Gemunkelt wurde schon lange hinter vorgehaltener Hand, dass da hinterm Zaun der Chemischen Fabrik im Herzen der Stadt Chemikalien - in erster Linie Quecksilber - im Erdreich versickern und Blechtonnen in irgendwelchen Ecken mit wabernder, undefinierbarer Brühe vor sich hinrosten. "Im Falle eines Brandes hätte die Innenstadt evakuiert werden müssen", räumte nach der Schließung der damalige, längst verstorbene Landrat Christoph Schiller ein. Wahrlich eine tickende Zeitbombe, vor der Behörden, Politiker und die CFM-Geschäftsführung die Augen verschlossen.

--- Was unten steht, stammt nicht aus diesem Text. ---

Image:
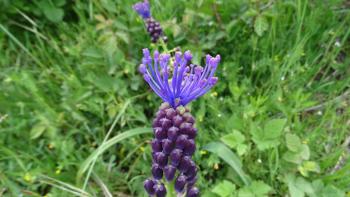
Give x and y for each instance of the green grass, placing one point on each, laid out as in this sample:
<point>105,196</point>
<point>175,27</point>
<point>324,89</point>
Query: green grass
<point>71,94</point>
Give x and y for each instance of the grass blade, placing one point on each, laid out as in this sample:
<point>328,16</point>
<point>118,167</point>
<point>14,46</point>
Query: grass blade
<point>127,134</point>
<point>229,157</point>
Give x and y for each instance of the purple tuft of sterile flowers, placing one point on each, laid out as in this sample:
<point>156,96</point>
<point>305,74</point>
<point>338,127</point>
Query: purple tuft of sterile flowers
<point>143,9</point>
<point>172,149</point>
<point>178,83</point>
<point>153,27</point>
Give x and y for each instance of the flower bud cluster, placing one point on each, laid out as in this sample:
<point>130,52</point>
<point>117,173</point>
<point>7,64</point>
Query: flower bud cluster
<point>153,27</point>
<point>155,30</point>
<point>172,149</point>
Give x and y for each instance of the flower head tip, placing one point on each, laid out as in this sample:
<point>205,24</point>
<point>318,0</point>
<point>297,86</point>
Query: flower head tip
<point>143,9</point>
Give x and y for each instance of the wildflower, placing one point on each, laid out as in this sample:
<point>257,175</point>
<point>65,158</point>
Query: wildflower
<point>174,133</point>
<point>187,82</point>
<point>152,26</point>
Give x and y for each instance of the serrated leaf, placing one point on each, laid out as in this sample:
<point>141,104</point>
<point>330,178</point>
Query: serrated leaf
<point>305,152</point>
<point>293,142</point>
<point>292,157</point>
<point>224,189</point>
<point>37,130</point>
<point>233,139</point>
<point>308,166</point>
<point>260,25</point>
<point>273,128</point>
<point>257,188</point>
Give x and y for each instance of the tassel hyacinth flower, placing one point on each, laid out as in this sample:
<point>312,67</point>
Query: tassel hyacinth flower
<point>153,27</point>
<point>177,83</point>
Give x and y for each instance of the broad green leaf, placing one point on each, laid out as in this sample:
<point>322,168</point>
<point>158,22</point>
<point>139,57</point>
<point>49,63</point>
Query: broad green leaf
<point>229,157</point>
<point>59,3</point>
<point>224,189</point>
<point>241,149</point>
<point>293,142</point>
<point>54,14</point>
<point>233,139</point>
<point>305,152</point>
<point>260,25</point>
<point>257,188</point>
<point>308,166</point>
<point>37,130</point>
<point>292,157</point>
<point>273,128</point>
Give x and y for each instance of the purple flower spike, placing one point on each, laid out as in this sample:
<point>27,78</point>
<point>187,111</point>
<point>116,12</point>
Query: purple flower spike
<point>148,184</point>
<point>193,192</point>
<point>161,159</point>
<point>168,146</point>
<point>181,84</point>
<point>190,147</point>
<point>184,164</point>
<point>180,183</point>
<point>181,141</point>
<point>157,171</point>
<point>160,190</point>
<point>172,133</point>
<point>156,145</point>
<point>160,133</point>
<point>143,9</point>
<point>175,157</point>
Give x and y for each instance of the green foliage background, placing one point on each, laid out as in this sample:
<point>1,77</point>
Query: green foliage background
<point>276,124</point>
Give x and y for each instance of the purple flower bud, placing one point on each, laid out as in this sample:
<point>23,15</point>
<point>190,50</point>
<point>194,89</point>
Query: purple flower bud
<point>172,133</point>
<point>157,171</point>
<point>148,185</point>
<point>185,127</point>
<point>168,146</point>
<point>156,123</point>
<point>160,133</point>
<point>164,105</point>
<point>193,192</point>
<point>169,172</point>
<point>160,190</point>
<point>191,171</point>
<point>212,81</point>
<point>142,68</point>
<point>198,70</point>
<point>165,123</point>
<point>192,133</point>
<point>188,55</point>
<point>143,9</point>
<point>177,120</point>
<point>181,141</point>
<point>175,157</point>
<point>170,113</point>
<point>160,114</point>
<point>180,183</point>
<point>190,147</point>
<point>188,118</point>
<point>191,181</point>
<point>161,159</point>
<point>184,163</point>
<point>156,145</point>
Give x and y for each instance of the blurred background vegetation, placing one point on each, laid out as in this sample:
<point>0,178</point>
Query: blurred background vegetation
<point>276,124</point>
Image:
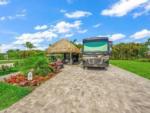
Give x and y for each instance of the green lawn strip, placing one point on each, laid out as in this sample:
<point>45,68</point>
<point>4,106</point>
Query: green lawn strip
<point>10,94</point>
<point>13,70</point>
<point>137,67</point>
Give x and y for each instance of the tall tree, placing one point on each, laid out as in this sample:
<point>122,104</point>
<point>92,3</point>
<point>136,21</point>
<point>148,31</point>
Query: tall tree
<point>29,45</point>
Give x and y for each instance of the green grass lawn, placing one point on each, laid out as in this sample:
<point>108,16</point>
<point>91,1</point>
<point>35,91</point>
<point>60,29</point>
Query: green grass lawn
<point>10,94</point>
<point>137,67</point>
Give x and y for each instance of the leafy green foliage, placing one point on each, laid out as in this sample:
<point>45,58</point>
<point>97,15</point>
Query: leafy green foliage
<point>29,45</point>
<point>42,67</point>
<point>7,70</point>
<point>137,67</point>
<point>10,94</point>
<point>130,50</point>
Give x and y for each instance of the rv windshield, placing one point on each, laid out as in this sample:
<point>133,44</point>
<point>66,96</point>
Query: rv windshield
<point>96,46</point>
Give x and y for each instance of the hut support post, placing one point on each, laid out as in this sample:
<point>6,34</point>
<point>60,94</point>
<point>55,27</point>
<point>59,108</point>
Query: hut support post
<point>71,58</point>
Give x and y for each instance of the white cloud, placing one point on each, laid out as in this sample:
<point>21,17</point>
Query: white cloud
<point>63,11</point>
<point>82,31</point>
<point>65,27</point>
<point>4,2</point>
<point>141,34</point>
<point>59,30</point>
<point>96,25</point>
<point>40,27</point>
<point>35,38</point>
<point>70,1</point>
<point>2,18</point>
<point>146,10</point>
<point>117,36</point>
<point>19,15</point>
<point>68,35</point>
<point>78,14</point>
<point>122,7</point>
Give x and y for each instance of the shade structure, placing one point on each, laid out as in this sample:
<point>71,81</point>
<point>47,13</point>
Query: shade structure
<point>63,46</point>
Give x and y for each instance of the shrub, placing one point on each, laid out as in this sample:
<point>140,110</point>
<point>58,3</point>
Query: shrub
<point>42,68</point>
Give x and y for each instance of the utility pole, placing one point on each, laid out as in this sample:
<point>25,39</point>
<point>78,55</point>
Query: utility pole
<point>0,48</point>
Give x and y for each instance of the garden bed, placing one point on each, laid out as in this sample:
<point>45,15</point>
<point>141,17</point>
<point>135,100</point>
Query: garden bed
<point>10,94</point>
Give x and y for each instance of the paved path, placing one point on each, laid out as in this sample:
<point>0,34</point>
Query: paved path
<point>88,91</point>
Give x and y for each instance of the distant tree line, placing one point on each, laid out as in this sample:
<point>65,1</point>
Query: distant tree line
<point>20,54</point>
<point>130,50</point>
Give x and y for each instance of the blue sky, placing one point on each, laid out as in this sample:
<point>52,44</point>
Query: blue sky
<point>43,22</point>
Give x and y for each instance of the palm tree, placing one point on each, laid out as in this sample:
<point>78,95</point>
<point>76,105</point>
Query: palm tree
<point>29,45</point>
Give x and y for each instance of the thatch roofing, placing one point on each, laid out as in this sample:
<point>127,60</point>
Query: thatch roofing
<point>63,46</point>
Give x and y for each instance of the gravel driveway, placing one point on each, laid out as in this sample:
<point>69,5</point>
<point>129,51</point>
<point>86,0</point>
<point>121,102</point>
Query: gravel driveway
<point>75,90</point>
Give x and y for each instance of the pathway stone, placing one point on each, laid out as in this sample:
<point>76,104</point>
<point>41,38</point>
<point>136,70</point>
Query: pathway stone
<point>75,90</point>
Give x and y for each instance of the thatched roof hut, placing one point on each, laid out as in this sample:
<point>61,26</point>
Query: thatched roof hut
<point>63,46</point>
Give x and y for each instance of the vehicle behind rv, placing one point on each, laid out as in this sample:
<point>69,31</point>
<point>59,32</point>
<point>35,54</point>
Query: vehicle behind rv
<point>96,52</point>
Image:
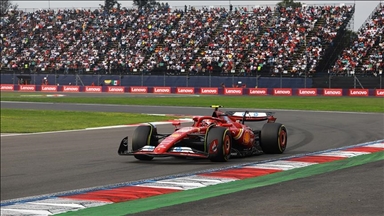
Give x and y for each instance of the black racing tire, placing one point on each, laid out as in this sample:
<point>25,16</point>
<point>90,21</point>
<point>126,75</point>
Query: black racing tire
<point>273,138</point>
<point>142,136</point>
<point>218,144</point>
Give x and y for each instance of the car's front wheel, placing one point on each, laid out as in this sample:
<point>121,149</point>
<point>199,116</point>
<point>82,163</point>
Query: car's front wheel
<point>273,138</point>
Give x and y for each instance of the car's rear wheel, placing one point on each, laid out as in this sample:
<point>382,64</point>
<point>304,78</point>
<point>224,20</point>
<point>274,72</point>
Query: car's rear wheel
<point>273,138</point>
<point>218,144</point>
<point>142,136</point>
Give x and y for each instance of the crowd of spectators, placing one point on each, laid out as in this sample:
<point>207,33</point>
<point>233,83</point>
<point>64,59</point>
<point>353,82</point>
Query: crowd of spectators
<point>196,41</point>
<point>369,40</point>
<point>182,45</point>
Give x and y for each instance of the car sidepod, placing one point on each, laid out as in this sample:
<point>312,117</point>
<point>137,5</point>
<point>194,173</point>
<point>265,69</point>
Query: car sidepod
<point>273,138</point>
<point>142,136</point>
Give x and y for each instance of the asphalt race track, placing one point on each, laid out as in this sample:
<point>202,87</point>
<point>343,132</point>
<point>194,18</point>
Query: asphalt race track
<point>45,163</point>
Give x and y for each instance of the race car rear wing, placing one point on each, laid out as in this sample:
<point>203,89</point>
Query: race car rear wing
<point>244,116</point>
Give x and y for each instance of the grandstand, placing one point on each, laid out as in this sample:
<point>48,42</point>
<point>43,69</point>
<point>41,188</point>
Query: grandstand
<point>248,41</point>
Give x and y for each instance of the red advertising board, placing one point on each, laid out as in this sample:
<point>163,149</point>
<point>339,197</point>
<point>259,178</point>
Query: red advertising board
<point>7,87</point>
<point>162,90</point>
<point>379,92</point>
<point>138,89</point>
<point>185,90</point>
<point>358,92</point>
<point>258,91</point>
<point>116,89</point>
<point>71,88</point>
<point>48,88</point>
<point>282,91</point>
<point>333,92</point>
<point>27,88</point>
<point>307,92</point>
<point>93,89</point>
<point>209,91</point>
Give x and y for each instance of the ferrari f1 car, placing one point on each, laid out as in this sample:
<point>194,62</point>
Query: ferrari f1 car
<point>217,137</point>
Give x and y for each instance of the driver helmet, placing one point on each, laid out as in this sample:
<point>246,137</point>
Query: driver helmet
<point>207,122</point>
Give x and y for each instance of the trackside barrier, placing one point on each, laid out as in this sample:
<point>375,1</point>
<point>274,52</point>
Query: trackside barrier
<point>333,92</point>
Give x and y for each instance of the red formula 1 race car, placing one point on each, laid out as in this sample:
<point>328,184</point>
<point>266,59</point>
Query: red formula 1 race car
<point>217,137</point>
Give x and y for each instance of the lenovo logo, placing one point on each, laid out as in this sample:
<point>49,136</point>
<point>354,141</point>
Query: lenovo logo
<point>139,89</point>
<point>113,89</point>
<point>282,91</point>
<point>48,88</point>
<point>233,91</point>
<point>27,88</point>
<point>163,90</point>
<point>7,87</point>
<point>333,92</point>
<point>93,89</point>
<point>307,92</point>
<point>258,91</point>
<point>181,90</point>
<point>379,92</point>
<point>358,92</point>
<point>209,91</point>
<point>71,88</point>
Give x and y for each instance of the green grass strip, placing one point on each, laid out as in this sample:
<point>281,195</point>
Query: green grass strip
<point>176,198</point>
<point>30,121</point>
<point>320,103</point>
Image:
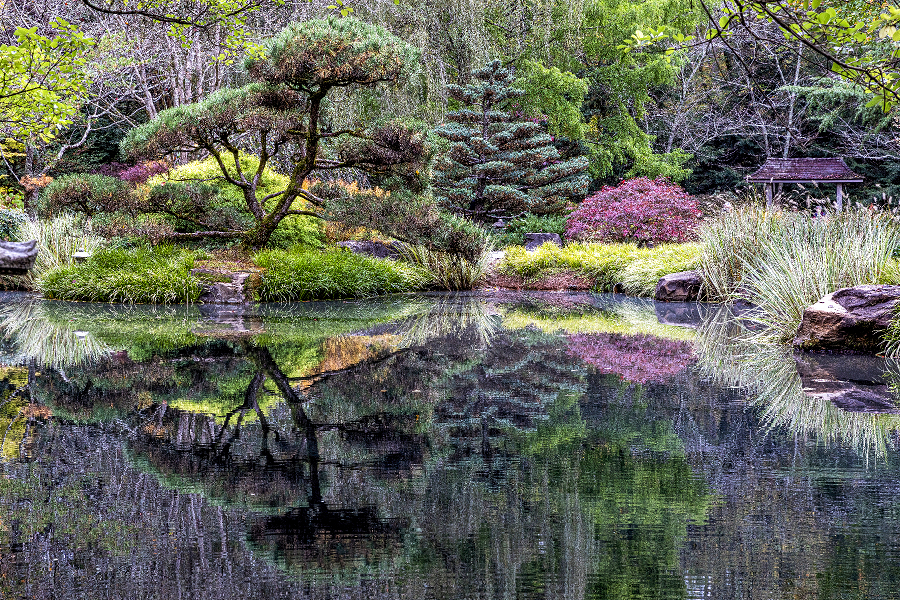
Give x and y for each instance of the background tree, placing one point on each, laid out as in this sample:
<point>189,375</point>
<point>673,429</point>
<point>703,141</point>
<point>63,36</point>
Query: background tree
<point>498,164</point>
<point>284,114</point>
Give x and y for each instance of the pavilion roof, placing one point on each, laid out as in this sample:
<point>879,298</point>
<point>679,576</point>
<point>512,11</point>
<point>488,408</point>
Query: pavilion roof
<point>805,170</point>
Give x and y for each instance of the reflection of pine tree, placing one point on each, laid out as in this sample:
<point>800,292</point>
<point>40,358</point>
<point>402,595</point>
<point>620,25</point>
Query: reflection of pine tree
<point>498,165</point>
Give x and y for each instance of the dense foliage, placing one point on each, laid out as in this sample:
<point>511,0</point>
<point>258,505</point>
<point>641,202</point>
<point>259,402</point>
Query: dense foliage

Bereits 1982 war bei Arzberg in Fischen - also etliche Kilometer östlich der Fabrik - Quecksilber festgestellt worden. Und Eier von Hühnern, die auf den Überschwemmungsflächen an der Kösseine bei Wölsau Nahrung gepickt hatten, enthielten 40-mal so viel Quecksilber wie erlaubt. Die damalige Geschäftsführung der CFM dementierte, dass das giftige Schwermetall aus der Fabrik stammt. Im Juni 1983 genehmigte die Stadt Marktredwitz, damals unter Oberbürgermeister Hans-Achaz von Lindenfels, dem Unternehmen unter der Leitung von Oskar Tropitzsch, die Abwässer in die städtische Kanalisation einzuleiten. Zuvor leitete die Chemische ihre Abwässer in die neben der Fabrik fließende Kösseine ein. Noch im Mai 1984 sagte von Lindenfels: "Die Produktion muss zum Schutz von Arbeitsplätzen erhalten werden." Und er hatte die Marktredwitzer abwiegelnd belehrt, man solle nicht von "vergiftet" sprechen, sondern von der "Überschreitung bestimmter Grenzwerte".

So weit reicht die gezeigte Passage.